Der Trainingsauftakt in St. Ingbert war deshalb mehr als der erste Arbeitstag nach der Sommerpause. Er war ein Bild für die Lage des Vereins. Vor den Spielern steht eine Saison, die größer ist als alles, was Elversberg bisher erlebt hat. Um den Platz herum standen rund 1000 Menschen, die spüren wollten, wie sich dieses neue Kapitel anfühlt. Auf dem Rasen stand eine Mannschaft, die nicht komplett neu gebaut werden muss, aber weiter ergänzt wird. Und an der Seitenlinie stand ein Trainer, der seine Idee nicht kleiner machen will, nur weil die Gegner größer werden.
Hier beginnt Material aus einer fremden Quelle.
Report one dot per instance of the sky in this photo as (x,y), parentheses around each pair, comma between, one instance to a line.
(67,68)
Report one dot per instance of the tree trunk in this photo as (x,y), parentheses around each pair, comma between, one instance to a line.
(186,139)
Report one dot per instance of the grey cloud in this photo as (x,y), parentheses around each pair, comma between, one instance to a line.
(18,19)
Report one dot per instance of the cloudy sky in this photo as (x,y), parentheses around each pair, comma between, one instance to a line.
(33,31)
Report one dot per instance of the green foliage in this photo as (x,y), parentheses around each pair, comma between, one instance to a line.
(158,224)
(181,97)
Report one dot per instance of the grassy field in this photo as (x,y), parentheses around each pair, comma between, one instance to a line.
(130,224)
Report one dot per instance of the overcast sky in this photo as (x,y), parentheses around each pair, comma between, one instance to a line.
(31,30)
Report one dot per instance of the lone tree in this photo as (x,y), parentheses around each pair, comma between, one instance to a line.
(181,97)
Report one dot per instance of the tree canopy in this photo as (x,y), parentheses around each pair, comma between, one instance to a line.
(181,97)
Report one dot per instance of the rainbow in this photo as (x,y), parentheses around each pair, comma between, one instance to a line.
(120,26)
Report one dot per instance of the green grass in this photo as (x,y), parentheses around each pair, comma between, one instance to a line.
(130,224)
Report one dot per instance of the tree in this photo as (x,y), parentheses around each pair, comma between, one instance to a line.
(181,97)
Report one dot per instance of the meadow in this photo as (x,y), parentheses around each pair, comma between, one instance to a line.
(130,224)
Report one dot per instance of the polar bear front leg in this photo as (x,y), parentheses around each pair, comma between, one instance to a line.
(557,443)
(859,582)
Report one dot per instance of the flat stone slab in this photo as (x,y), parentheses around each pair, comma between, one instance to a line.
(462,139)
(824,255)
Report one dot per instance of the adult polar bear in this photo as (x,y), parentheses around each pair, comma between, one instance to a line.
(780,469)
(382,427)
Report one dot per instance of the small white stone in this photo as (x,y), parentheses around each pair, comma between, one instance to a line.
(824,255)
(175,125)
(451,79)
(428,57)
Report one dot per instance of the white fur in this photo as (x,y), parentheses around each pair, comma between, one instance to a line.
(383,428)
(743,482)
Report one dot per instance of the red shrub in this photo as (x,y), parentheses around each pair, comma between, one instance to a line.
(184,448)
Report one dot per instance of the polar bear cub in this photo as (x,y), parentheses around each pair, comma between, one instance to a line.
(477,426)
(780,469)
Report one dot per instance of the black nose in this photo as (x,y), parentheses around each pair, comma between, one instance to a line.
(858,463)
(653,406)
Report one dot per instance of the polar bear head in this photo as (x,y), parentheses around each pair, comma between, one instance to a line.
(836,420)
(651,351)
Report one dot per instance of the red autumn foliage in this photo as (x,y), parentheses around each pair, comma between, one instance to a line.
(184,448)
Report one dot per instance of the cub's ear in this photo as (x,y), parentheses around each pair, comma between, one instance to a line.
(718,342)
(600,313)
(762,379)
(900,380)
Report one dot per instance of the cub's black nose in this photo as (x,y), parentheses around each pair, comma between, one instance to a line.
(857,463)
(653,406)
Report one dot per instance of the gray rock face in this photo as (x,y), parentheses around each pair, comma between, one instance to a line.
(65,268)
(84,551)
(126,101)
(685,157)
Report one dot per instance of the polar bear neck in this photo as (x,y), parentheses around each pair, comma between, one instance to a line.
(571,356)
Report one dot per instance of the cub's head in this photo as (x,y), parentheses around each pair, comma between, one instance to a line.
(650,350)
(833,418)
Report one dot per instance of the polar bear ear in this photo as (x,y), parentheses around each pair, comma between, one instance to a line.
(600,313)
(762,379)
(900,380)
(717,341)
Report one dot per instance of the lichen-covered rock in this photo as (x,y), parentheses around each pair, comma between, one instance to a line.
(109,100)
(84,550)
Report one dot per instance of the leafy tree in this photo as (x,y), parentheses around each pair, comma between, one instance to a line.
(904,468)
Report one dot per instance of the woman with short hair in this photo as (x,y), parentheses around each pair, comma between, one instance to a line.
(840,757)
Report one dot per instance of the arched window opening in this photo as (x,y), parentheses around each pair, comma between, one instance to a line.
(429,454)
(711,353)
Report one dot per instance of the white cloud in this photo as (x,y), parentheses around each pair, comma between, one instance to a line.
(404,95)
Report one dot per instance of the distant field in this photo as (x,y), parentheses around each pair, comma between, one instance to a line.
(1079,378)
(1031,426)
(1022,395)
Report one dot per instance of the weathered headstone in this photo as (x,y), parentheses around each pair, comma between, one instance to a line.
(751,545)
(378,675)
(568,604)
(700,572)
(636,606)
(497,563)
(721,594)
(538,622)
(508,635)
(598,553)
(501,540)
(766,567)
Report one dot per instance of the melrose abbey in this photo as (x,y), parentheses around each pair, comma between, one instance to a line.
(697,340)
Die SVE geht mit erstaunlicher Ruhe in ihr größtes Abenteuer. Diese Ruhe ist kein Selbstläufer, sondern Ergebnis der vergangenen Jahre: einer klaren Spielidee, guter Entwicklung, kluger Personalentscheidungen und einer Mannschaft, die den Aufstieg nicht als Endpunkt begreift. Der Applaus in St. Ingbert war dafür der passende Auftakt. Er klang nach Freude, nach Stolz, aber auch nach Erwartung. Bundesliga in Elversberg – es fühlt sich noch immer ein wenig unwirklich an. Doch seit diesem ersten Trainingstag hat die Vorbereitung darauf begonnen.